26 novembre 2018

1994



Un roman sur l'Algérie, comme un palimpseste où l'on retrouve en couches successives les traces des années qui passent et qui se superposent: 1962, 1994, 2004.

Adlène Meddi nous plonge dans la vie de deux jeunes, Amin et Sidali, qui portent sur leurs épaules la vie de leurs pères et de leur pays. Amin est interné dans un hôpital psychiatrique, après avoir craqué et pris une arme d'un coup, tandis que Sidali, exilé en France, a tué pour se venger puis fuit à nouveau.
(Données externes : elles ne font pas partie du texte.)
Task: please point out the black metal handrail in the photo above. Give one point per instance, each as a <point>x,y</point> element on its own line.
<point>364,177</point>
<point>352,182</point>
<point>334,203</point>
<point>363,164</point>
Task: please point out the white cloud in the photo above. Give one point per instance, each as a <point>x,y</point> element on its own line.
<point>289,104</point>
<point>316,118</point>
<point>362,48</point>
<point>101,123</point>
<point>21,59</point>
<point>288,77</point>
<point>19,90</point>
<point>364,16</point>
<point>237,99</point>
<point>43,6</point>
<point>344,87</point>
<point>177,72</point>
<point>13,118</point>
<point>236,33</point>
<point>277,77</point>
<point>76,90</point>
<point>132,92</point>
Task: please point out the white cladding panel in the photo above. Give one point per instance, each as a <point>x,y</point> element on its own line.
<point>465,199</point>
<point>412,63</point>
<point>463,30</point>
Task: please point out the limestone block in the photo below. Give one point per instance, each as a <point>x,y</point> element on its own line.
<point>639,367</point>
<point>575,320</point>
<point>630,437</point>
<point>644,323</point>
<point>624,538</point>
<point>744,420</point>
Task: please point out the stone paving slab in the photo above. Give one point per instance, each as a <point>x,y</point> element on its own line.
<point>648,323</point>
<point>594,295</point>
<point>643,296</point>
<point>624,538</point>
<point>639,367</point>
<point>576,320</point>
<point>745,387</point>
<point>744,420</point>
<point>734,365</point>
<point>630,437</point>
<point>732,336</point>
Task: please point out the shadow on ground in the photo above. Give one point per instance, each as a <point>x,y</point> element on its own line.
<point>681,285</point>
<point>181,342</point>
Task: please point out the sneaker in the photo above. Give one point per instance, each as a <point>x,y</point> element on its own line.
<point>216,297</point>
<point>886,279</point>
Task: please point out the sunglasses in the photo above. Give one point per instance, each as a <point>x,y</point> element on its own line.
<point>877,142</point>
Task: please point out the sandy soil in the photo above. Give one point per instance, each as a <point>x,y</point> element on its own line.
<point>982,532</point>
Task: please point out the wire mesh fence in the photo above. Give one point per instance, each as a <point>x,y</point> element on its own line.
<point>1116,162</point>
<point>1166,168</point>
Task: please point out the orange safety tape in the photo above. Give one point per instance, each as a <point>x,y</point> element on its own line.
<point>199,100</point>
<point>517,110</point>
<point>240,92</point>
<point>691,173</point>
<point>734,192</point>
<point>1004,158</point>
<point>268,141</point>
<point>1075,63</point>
Comment vivre avec son histoire et avec la guerre, c'est tout le sujet de ce livre, où raisonnent les coups et les violences des années 1990, années noires Algériennes.

J'ai aimé découvrir comme les coulisses d'un pays en crise, les coulisses d'un monde qui tente de ne pas dérailler mais frôle toujours le non sens.

On y retrouve bien les maux et les mots de là-bas ("tonton", "tangos", etc), l'esprit du lieu dans les anecdotes (la condamnation à mort à chaque passage par un taxi dans le trafic chaotique!) mais aussi de magnifiques passages sur l'exil, le retour, le lien:

"Sidali avait trouvé des moitiés de tout: des moitiés de sa famille, des moitiés de son pays dont il ne comprenait pas une partie, une partie des lieux, des gens qui avaient changé de gueule avec l'âge ou l'effet déformant de la mémoire visuelle, des moitiés de lui-même éparses dans ce qu'il reste des lieux de mémoire, des moitiés d'Amin qu'il savait interné chez les fous. Des lambeaux de toute une vie laissée ici. Comme s'il faisait face à un corps déchiqueté, après une violente explosion.
- Dis-moi André, les choses arrivent-elles réellement?
- Heu... Elles arrivent, oui, puis font semblant de repartir."

J'ai vraiment apprécié aussi les passages où Sidali découvre une proximité avec les Corses, les liens invisibles des luttes. J'ai été touché par Houda, la femme qui tente de soigner et de comprendre sans se faire prendre à son tour...

Un roman sensible et fort sur l'anomie, la révolte, la vengeance, la peur, et les non-dits.

Un livre qui n'est pas facile à lire, pour les non-initiés au contexte et aux enjeux. Un texte touffu. Mais une construction de la narration qui marche, par ses échos du temps et les répétitions sourdes. Des passages ciselés et beaux, comme des étincelles. La volonté de ne pas tomber dans le tout blanc tout noir, mais bien d'illustrer la complexité des êtres et des choix.

Un grand merci à Caroline pour le diner inoubliable à Alger avec Adlène. Je n'oublierai pas nos rires et le tragique derrière.

Un autre grand merci à Adlène pour le décryptage sociologique et la force de la plume et de la fiction pour transmettre sans concession.